Ambiguity signals (if ANY present, ask before proceeding):

Multiple valid interpretations producing different implementations
Missing I/O specifications, pre/post conditions, or data formats
Unspecified error handling, edge cases, or boundary conditions
Unclear performance, security, or environmental constraints
Change touches shared/critical code paths

When to proceed without asking:

Request is well-constrained with one obvious implementation
Ambiguity is purely cosmetic (naming, formatting)
Clarification loop has reached 3 rounds (proceed with stated assumptions)

Interview approach:

Ask up to 3 focused questions per round
Each question should target a decision that changes the implementation
State the default assumption alongside each question
After each round, summarize resolved items and remaining unknowns

Phase 2: Write Specification

Use the templates in references/spec-template.md.

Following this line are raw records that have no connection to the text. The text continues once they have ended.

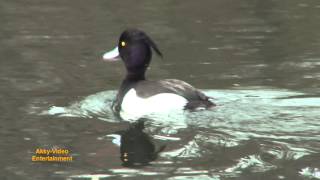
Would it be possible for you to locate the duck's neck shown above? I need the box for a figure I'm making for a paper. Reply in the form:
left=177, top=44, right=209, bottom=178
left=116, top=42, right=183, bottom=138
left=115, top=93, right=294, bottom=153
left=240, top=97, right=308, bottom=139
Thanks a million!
left=113, top=71, right=145, bottom=112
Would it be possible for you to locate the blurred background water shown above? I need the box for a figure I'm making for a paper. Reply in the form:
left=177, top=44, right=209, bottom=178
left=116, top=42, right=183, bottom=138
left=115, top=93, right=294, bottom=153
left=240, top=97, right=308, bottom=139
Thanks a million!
left=0, top=0, right=320, bottom=180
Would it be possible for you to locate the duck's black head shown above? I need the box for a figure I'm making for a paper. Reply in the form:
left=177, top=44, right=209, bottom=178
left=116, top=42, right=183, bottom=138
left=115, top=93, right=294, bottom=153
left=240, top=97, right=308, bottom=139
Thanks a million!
left=103, top=29, right=162, bottom=78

Which template depends on the workflow type:

Workflow	Spec Template	Key Difference
Greenfield	Feature (requirements.md + design.md)	Written from scratch
Enhancement	Enhancement (requirements.md + design-delta.md)	Extends existing specs, documents only what changes
Enhancement (no tests)	Enhancement (requirements.md + design-delta.md)	Same as above, plus test infrastructure decisions
Refactor	Refactor (refactor.md)	Documents behavior preservation + structural changes
Refactor (no tests)	Refactor (refactor.md)	Same as above, plus test infrastructure decisions
Bugfix	Bugfix (bugfix.md)	Current/Expected/Unchanged behavior

EARS notation (all workflows)

Pattern	Syntax	Use Case
Ubiquitous	THE SYSTEM SHALL [behavior]	Always-on requirements
Event-Driven	WHEN [event] THE SYSTEM SHALL [behavior]	Triggered by events
State-Driven	WHILE [state] THE SYSTEM SHALL [behavior]	During a state
Unwanted	IF [condition] THEN THE SYSTEM SHALL [behavior]	Exception handling
Complex	WHILE [state] WHEN [event] THE SYSTEM SHALL [behavior]	Combined

Every requirement must be atomic, testable, and have a unique ID.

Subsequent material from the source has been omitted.